Mike can bet any non-negative amount of money that the Geese will win, including non-integer denominations. If he bets X dollars that the Geese will win, and he wins the bet, then he will receive X \times \frac{B}{A} dollars as a reward. However, if he loses the bet, then he will not get any money back for that bet.

Similarly, Mike can bet any non-negative amount of money that the Kangaroos will win, including non-integer denominations. If he bets Y dollars that the Kangaroos will win, and he wins the bet, then he will receive Y \times \frac{D}{C} dollars as a reward. However, if he loses the bet, then he will not get any money back for that bet.

Being sneaky, Mike can even bet on both teams at once! Note that there are never any ties, so exactly one team out of the Geese and the Kangaroos will win.

Luckily for him, the bookkeepers this year aren't very bright, and so, it may be possible to always make a profit regardless of the outcome of the match. Can you help Mike make a fortune by determining whether he can guarantee that he will receive strictly more money as a reward than the money he bets?

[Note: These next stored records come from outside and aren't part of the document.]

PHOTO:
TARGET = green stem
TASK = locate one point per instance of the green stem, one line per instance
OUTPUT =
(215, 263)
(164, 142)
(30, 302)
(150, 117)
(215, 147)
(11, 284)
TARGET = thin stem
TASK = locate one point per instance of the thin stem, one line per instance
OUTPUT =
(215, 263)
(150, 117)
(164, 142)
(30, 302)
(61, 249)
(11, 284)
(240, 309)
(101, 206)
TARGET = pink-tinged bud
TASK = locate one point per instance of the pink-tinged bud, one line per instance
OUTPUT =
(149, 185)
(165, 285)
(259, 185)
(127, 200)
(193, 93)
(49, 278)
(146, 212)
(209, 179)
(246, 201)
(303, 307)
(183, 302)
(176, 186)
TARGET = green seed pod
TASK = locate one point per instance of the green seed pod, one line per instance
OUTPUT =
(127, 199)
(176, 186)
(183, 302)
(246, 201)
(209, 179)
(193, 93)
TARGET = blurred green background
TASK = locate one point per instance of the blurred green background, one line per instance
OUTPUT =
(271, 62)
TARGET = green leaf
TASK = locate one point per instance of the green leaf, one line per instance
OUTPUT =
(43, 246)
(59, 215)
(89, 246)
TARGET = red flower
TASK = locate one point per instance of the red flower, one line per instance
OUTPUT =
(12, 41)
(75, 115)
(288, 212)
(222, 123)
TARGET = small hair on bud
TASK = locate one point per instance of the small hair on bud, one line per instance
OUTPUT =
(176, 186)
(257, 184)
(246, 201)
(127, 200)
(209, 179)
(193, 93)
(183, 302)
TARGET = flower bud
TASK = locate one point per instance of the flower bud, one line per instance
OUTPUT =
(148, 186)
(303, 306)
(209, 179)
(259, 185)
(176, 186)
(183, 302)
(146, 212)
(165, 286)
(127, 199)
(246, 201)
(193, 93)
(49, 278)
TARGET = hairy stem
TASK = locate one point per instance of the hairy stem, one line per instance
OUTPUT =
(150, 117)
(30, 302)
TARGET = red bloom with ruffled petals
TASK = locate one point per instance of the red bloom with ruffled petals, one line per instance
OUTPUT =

You will have to determine this answer for T different scenarios.

Constraints

1 \le T \le 100

1 \le A < B \le 10^9

1 \le C < D \le 10^9

Subtask 1 [30%]

It is guaranteed that if it is possible for Mike to always receive more money than he bets, he can do so by betting a whole number of dollars at most 100 that the Geese will win, and by betting a whole number of dollars at most 100 that the Kangaroos will win.

Subtask 2 [70%]

No additional constraints.

Input Specification

The first line contains a single integer, T, representing the number of scenarios.

Each of the following T lines represents a different scenario, containing four space separated integers A, B, C, D.

Output Specification

For each of the T scenarios, on a separate line, output YES if it is possible for Mike to guarantee that he will receive strictly more money than he bets, and NO otherwise.

Sample Input

2
3 5 3 10
1 2 4 8

Sample Output

YES
NO

Explanation

For the first scenario, Mike can bet 24 dollars that the Geese will win, and 15 dollars that the Kangaroos will win, costing a total of 24+15 = 39 dollars. If the Geese win, then he will receive 24 \times \frac{5}{3} = 40 dollars. If the Kangaroos win, then he will receive 15 \times \frac{10}{3} = 50 dollars. Either way, Mike will receive more money than he bets.

For the second scenario, although Mike can guarantee that he will not lose any money, he is unable to guarantee that he will gain money.


Comments


  • 2
    fbain1  commented on April 5, 2022, 3:17 p.m.

    Damn this is literally just a math question... and not a particularly simple one!